Making employees' contribution optional below a certain income
The Budget proposed for employees below a particular monthly income threshold, contribution to the EPF should be optional, without affecting or reducing the employer's contribution.
The threshold, however, wasn't mentioned. In case the salary is low, if the PF contribution is not deducted from the employee's salary, it will increase the take-home salary. But without the employee's contribution, the PF corpus will be small.
This could result in hardships later, says Sadagopan.
Change in pension calculation; minimum pension of Rs 1,000/month
Currently, pension is based on the average of the salaries drawn in the past 60 months.
It has been proposed this be changed to the past 30 months. If that is the case, the pension amount will increase for most subscribers.

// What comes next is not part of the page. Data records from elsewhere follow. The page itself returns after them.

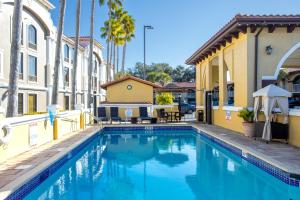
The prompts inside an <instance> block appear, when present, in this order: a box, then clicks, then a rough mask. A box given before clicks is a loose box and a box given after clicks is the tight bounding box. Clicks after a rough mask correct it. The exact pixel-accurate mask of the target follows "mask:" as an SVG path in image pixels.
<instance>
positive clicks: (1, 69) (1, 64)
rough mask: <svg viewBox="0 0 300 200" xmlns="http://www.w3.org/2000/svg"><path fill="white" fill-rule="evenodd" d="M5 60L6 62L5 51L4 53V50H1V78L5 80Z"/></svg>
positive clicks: (0, 57) (0, 55)
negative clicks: (4, 68) (3, 71)
mask: <svg viewBox="0 0 300 200" xmlns="http://www.w3.org/2000/svg"><path fill="white" fill-rule="evenodd" d="M3 60H4V51H3V49H0V77H1V78H3V74H4V72H3V70H4V67H3V65H4V61H3Z"/></svg>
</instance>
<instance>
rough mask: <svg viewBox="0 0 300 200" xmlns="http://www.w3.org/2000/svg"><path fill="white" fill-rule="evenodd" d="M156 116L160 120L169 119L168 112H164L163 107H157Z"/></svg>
mask: <svg viewBox="0 0 300 200" xmlns="http://www.w3.org/2000/svg"><path fill="white" fill-rule="evenodd" d="M156 112H157V118H158V121H160V122H167V121H168V119H169V114H168V113H166V112H165V109H157V110H156Z"/></svg>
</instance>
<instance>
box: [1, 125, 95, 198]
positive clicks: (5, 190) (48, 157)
mask: <svg viewBox="0 0 300 200" xmlns="http://www.w3.org/2000/svg"><path fill="white" fill-rule="evenodd" d="M97 130H99V127H96V126H93V127H90V128H87V129H85V130H84V131H79V132H73V133H70V134H66V135H64V136H63V137H62V138H60V139H59V140H54V141H51V142H49V143H46V144H43V145H41V146H38V147H35V148H33V149H31V150H29V151H27V152H24V153H22V154H20V155H18V156H15V157H13V158H10V159H8V160H7V161H5V162H3V163H1V164H0V199H3V197H4V198H5V196H7V194H8V193H10V192H11V190H13V189H16V188H11V186H15V184H14V183H16V184H21V183H22V181H21V180H20V179H24V180H25V177H28V176H27V175H28V174H31V173H32V172H33V171H35V169H37V168H41V167H40V166H41V165H43V164H45V163H47V162H49V160H51V159H55V158H56V157H58V156H59V155H60V154H63V153H65V152H64V151H66V152H67V151H68V148H69V147H70V146H72V145H74V144H76V143H77V142H79V141H81V140H84V139H85V138H88V137H89V136H90V135H92V134H93V133H95V132H96V131H97ZM19 180H20V181H19Z"/></svg>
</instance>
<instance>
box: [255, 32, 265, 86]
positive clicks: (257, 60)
mask: <svg viewBox="0 0 300 200" xmlns="http://www.w3.org/2000/svg"><path fill="white" fill-rule="evenodd" d="M263 29H264V27H261V28H260V29H259V31H258V32H257V33H256V34H255V36H254V37H255V44H254V45H255V46H254V56H255V57H254V91H256V90H257V71H258V36H259V35H260V33H261V32H262V30H263Z"/></svg>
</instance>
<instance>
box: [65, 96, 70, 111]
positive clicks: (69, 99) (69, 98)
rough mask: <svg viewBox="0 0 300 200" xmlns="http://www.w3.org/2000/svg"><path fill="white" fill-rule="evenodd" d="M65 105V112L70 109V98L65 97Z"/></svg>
mask: <svg viewBox="0 0 300 200" xmlns="http://www.w3.org/2000/svg"><path fill="white" fill-rule="evenodd" d="M64 105H65V110H69V109H70V97H69V96H64Z"/></svg>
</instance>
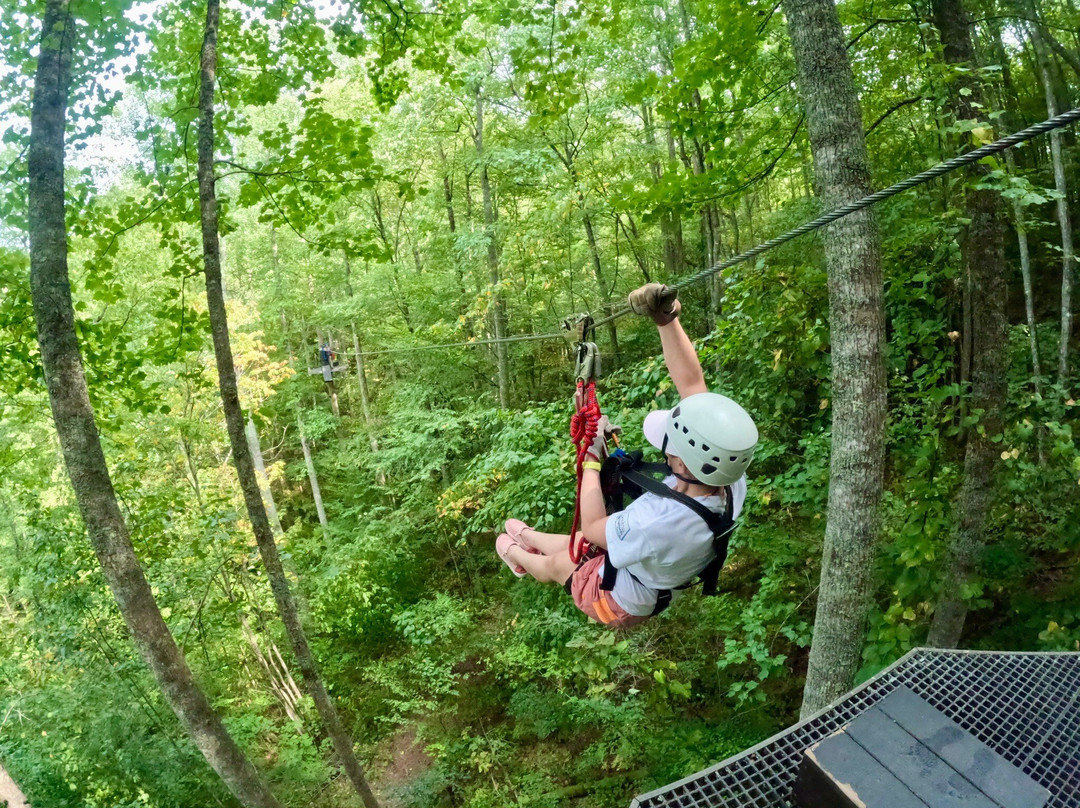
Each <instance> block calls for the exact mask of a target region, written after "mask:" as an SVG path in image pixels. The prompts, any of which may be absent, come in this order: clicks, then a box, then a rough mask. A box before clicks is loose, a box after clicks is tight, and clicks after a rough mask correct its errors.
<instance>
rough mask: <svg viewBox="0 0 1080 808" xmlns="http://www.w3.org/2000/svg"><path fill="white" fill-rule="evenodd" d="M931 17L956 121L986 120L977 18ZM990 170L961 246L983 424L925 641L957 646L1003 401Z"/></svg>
mask: <svg viewBox="0 0 1080 808" xmlns="http://www.w3.org/2000/svg"><path fill="white" fill-rule="evenodd" d="M933 22H934V25H935V26H936V27H937V30H939V32H940V35H941V40H942V45H943V52H944V57H945V60H946V63H948V64H949V65H957V66H961V67H963V68H966V71H964V72H959V73H958V75H957V78H956V80H955V82H954V84H953V87H951V93H950V96H951V97H950V106H951V107H953V112H954V115H955V117H956V119H957V120H972V119H976V120H977V119H980V118H981V110H983V109H985V107H984V106H983V103H984V100H983V89H982V86H981V85H980V83H978V82H977V80H976V79H975V78H974V77H975V76H976V73H975V72H974V71H973V68H974V67H975V64H974V49H973V48H972V43H971V32H970V26H971V21H970V18H969V17H968V14H967V12H966V11H964V8H963V4H962V3H961V2H960V0H933ZM987 171H988V169H987V167H986V166H984V165H981V164H976V165H973V166H971V167H970V169H969V170H968V177H969V183H968V185H967V191H966V199H964V206H966V208H967V212H966V215H967V217H968V218H969V219H970V220H971V224H970V225H969V226H968V232H967V234H966V237H964V239H963V243H962V245H961V252H962V255H963V262H964V268H966V271H967V273H968V277H969V278H970V283H971V310H972V317H971V390H970V394H969V396H968V412H971V413H977V412H982V415H981V417H980V422H978V426H977V429H970V430H968V434H967V441H968V443H967V448H966V453H964V459H963V482H962V484H961V486H960V495H959V498H958V500H957V527H956V530H955V533H954V535H953V539H951V546H950V548H949V553H948V562H947V564H948V566H947V573H946V578H945V581H944V589H943V594H942V596H941V600H940V601H939V603H937V607H936V609H935V610H934V618H933V622H932V624H931V627H930V635H929V637H928V639H927V642H928V643H929V644H930V645H932V646H935V647H939V648H953V647H955V646H956V645H957V644H958V643H959V642H960V634H961V632H962V631H963V623H964V620H966V619H967V616H968V605H967V601H966V600H964V597H963V595H964V594H966V593H964V592H963V588H964V584H966V583H968V582H969V581H970V579H971V578H972V576H973V573H974V568H975V563H976V561H977V557H978V554H980V552H981V551H982V548H983V544H984V541H985V537H984V526H985V523H986V516H987V512H988V511H989V507H990V495H991V493H993V481H994V470H995V466H996V461H997V457H998V450H999V449H998V447H997V444H995V443H993V441H991V439H993V437H994V436H995V435H996V434H998V433H999V432H1000V431H1001V408H1002V406H1003V404H1004V399H1005V392H1007V391H1005V373H1004V369H1005V367H1007V362H1005V337H1007V326H1008V321H1007V320H1005V286H1004V272H1005V267H1004V233H1003V226H1002V221H1001V210H1000V207H1001V206H1000V201H999V197H998V193H997V191H990V190H977V189H975V187H974V186H975V183H976V181H977V180H978V179H980V178H981V177H982V176H984V175H985V174H986V173H987Z"/></svg>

But a minimum pension of Rs 1,000 a month does not help retirees, given the current high prices, says Majumder.
Amarpal Chadha, tax partner, EY India, says, "There have been many improvements over the recent past in the way EPFO operates, the kind of facilities provided to contributors/employers like online facility, SMS alerts for monthly credit into the account, etc. Earlier, it was time-consuming to get a PF account transferred/withdrawal from the account. However, there has been significant improvement in the processing time over the recent past. Having said that, better coordination with employers and putting right control measures in place at the PF organisation might help in streamlining processes like PF transfer/withdrawal much better."

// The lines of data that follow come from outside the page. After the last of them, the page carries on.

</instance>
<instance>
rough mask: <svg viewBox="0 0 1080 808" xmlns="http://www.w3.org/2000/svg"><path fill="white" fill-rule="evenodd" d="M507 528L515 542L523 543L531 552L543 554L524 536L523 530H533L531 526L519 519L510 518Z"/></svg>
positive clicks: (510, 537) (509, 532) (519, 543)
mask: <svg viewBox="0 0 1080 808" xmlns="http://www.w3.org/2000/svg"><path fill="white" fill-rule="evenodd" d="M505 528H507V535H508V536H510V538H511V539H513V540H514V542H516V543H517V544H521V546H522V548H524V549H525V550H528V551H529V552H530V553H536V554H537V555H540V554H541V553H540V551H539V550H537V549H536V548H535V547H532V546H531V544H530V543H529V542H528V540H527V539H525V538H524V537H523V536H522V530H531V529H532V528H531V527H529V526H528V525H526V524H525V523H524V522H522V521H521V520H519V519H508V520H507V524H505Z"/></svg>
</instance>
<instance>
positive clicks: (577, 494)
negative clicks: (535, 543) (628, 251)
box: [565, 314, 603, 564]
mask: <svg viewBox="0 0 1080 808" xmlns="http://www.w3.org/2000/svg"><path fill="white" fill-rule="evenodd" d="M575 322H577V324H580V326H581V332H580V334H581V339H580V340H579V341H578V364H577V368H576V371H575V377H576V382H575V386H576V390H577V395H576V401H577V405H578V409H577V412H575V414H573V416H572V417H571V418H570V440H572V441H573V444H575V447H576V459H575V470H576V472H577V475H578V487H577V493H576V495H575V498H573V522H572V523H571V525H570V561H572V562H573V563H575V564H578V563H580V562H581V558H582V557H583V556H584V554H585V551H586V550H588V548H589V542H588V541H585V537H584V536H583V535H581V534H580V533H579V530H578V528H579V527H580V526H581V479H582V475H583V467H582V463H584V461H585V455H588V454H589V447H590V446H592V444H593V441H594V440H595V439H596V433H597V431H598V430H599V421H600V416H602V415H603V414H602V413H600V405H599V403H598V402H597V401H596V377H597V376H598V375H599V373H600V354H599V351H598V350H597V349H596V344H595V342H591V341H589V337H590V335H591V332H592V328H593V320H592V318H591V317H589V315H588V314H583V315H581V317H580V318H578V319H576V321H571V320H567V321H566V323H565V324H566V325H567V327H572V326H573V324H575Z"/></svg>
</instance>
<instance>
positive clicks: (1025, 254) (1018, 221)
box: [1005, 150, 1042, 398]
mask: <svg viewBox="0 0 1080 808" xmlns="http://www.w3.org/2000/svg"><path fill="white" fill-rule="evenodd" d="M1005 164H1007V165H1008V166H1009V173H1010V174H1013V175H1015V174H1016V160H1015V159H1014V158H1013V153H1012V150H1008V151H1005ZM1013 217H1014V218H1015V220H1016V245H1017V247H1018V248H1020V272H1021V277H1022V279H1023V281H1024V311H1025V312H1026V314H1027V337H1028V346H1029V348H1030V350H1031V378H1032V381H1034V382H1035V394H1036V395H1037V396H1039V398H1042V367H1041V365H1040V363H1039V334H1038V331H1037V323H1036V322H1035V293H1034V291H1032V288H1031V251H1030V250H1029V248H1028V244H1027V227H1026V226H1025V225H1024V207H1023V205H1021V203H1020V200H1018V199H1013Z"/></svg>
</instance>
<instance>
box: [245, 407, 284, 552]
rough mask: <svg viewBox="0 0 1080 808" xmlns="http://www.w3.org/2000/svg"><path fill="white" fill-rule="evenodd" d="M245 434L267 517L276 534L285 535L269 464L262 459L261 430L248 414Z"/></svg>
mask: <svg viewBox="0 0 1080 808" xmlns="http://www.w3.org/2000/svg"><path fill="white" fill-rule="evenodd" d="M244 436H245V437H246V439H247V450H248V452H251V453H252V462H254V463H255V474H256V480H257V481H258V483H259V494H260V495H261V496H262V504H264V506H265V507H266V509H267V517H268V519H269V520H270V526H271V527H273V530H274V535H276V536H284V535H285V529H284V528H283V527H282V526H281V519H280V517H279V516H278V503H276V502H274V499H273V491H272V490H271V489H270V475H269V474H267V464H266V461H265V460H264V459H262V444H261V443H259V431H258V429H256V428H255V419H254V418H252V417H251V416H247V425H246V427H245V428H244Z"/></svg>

THE RATIONALE BEHIND THE PROPOSALS
A senior EPFO official explains
Basic plus allowance: The labour ministry is yet to decide on a proposal to calculate provident fund based on basic pay and allowances. There is some opposition from employers, as this will mean more contribution from their side
Increasing pension contribution: The proposal to increase pension contribution from 58 to 60 years is only an enabling one; the contribution is voluntary, as some employees retire at the age of 60. Earlier, there was no provision to contribute towards pension after one is aged 58. The move will help subscribers, as they could earn interest on the additional contribution
Withholding 10% of the corpus: The proposal to withhold 10 per cent of the corpus till a subscriber is 50 is aimed at stabilising the UAN. The EPF should serve as a true social security, not like a savings bank account. In fact, in most developed countries, 30-40 per cent of an employer’s contribution is not given to the subscriber before retirement.